Homeowners battle over Frieda Lane

What it comes down to is which side of the fence you're on.

As Frieda Lane homeowners put the finishing touches on a private road, neighbors on the Lantana side of the property argue they were robbed.

What was once open space is now a private road within 5 feet of their backyard fences.

Frieda Lane homeowners argue the property never should have been part of Winhaven.

At stake is a 21Ú2-acre parcel of open space that stretched behind 23 homes on Lantana as a buffer between the Winhaven and Frieda Lane subdivisions.

The Lantana homeowners claim they paid up to $5,000 extra for their lots with the guarantee that the property belonged to the Winhaven Homeowners Association.

The disputed property was quitclaimed for $1 to the Frieda Lane homeowners.

Lantana resident Katie Spencer organized her neighbors to fight the property quitclaim, a move she argued was illegal.

She has submitted a claim to the real estate division of the Nevada Department of Business and Industry.

"They'll get the road in before we resolve this. Then, they're just going to have to tear the road up," she said.

For the past several months, Spencer has tried to enlist the help of the Minden Town Board to stop the property quitclaim.

The town board said the issue was a private matter between the homeowners' associations and, therefore, it lacked jurisdiction.

They advised Spencer and her neighbors to hire a lawyer.

But Spencer said she'd been told it would cost $10,000 for an attorney to just to look at the case.

"That was the cheapest lawyer we could find," Spencer said.

And she doesn't relish the idea of suing her own homeowners' association.

"I would like to see the property reverted to the Winhaven homeowners and the people who live on this street and paid a premium for their lots," Spencer said.

According to Spencer, homeowners association president Larry Lyle and member Rene Cardinal circulated a petition more than a year ago to all the residents except the 23 Lantana homeowners whose property abuts the disputed open space.

"We checked the signatures," Spencer said. "Thirty-two of the people who signed were renters. One guy was just rollerblading up to a Winhaven garage sale, and he signed it."

Cardinal died in September 2005, and Lyle declined to be interviewed.
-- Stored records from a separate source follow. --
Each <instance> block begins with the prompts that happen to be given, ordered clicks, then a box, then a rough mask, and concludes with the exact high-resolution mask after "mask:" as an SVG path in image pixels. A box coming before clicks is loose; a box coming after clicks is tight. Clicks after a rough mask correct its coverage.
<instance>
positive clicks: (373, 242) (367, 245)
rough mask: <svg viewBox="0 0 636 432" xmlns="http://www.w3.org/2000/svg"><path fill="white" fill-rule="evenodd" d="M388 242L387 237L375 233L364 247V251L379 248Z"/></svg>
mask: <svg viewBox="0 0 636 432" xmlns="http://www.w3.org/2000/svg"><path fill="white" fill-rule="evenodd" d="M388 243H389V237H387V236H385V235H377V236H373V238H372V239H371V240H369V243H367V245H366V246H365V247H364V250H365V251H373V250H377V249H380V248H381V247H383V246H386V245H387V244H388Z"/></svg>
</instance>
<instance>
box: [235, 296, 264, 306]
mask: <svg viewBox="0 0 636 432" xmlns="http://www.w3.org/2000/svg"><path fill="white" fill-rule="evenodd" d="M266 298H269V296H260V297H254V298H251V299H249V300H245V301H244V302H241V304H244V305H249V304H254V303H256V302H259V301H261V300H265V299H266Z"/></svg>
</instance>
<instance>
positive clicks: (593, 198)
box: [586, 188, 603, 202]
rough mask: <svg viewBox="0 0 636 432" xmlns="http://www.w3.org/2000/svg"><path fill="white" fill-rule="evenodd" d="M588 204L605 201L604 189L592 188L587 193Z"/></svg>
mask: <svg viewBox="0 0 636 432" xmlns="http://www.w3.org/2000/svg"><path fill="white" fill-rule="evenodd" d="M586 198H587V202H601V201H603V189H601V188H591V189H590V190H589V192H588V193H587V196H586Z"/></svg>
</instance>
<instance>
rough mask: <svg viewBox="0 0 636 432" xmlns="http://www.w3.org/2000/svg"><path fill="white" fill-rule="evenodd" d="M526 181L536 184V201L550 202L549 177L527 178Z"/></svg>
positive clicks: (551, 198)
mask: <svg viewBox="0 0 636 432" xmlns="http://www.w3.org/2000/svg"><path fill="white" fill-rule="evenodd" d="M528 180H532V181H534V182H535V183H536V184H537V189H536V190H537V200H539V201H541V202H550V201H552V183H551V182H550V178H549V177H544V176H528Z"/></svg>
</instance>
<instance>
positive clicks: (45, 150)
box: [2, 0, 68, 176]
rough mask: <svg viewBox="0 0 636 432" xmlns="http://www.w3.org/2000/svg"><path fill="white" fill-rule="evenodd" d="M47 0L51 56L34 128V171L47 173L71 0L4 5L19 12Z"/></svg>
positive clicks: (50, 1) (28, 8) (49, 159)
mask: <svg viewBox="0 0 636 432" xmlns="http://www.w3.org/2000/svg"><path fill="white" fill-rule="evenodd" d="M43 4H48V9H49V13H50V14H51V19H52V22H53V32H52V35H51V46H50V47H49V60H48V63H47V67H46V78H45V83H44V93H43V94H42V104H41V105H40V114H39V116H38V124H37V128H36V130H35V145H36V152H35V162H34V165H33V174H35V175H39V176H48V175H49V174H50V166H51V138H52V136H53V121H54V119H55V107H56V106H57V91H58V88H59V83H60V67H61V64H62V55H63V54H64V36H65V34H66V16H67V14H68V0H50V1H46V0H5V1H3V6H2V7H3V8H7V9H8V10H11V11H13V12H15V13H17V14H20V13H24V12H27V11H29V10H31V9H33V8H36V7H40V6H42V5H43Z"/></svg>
He referred calls to Frieda Lane homeowner James Darrough.

To Darrough, Lyle was the voice of reason.

"After years of across-the-fence shouting, Larry Lyle had a calming effect on everybody," Darrough said.

"This started about 18 years ago. Where Winhaven is now, was one of the most productive hayfields in the Valley. Western Nevada Properties originally agreed to build us a road, to give us the land behind Winhaven's southern boundary.

"There never, ever should have been a question about that land belonging to the Frieda Lane homeowners."

Darrough said the road will be closed at one end, with ingress and egress for the fire department. It will be used just eight Frieda Lane families.

That's small consolation to the Lantana residents where homes list for $450,000.

"I feel like I'm being punished for something I did wrong and I don't know what it was," said Cindi Otto.

"It kind of feels like an earthquake right now," Otto said as construction crews graded the within a few feet of her property.

Lee Rathbun, who like the Darroughs, has lived on Frieda Lane for almost 30 years, said the road will be an improvement.

"It was never treated like open space," he said. "It was more like a weed patch."

He admitted that tempers flared in ongoing discussions between the two subdivisions. He, too, credited Lyle with resolving the dispute after a particularly emotional outburst.

"I was being very rude," Rathbun said. "I had had enough. It had been building up over 18 years and spilled over. He (Lyle) went home, read the agreement and apologized. 'I was wrong,' he said. 'Frieda Lane was supposed to get that property.'

Rathbun said the Winhaven board collected signatures and quit-claimed the open space to the Frieda Lane homeowners.

"We're going to build a road," Rathbun said. "It (the road) is going to be a very good improvement to the entire area. It's going to be much nicer than the weed patch. We're going to landscape it and take care of it."

Rathbun has lived on Frieda Lane since 1979, before Winhaven was built. At first, he said, he was opposed to the idea of sharing the old Godecke ranch with 250 homeowners, but, over time, changed his mind.

"What the Winhaven people have done, I have no complaints," Rathbun said. "The people who live adjacent to us are quiet. And they do a wonderful job of keeping their areas up."

Spencer said the dispute is far from settled.

"We will not be stopped. This was an illegal title transfer and the (state) ombudsman has the authority to stop this."

She's waiting to hear from the state real estate division and in the meantime got elected to the homeowners' association board of directors.

Her previous success was the installation of speed bumps to slow down traffic in the upscale Minden subdivision.

"I guess I am a muckraker. I'm sorry, but when people are wrong, they're wrong."

She also took her name off her mailbox.

"This wasn't how I intended to spend my retirement," said the former costume designer. "I'm a gardener."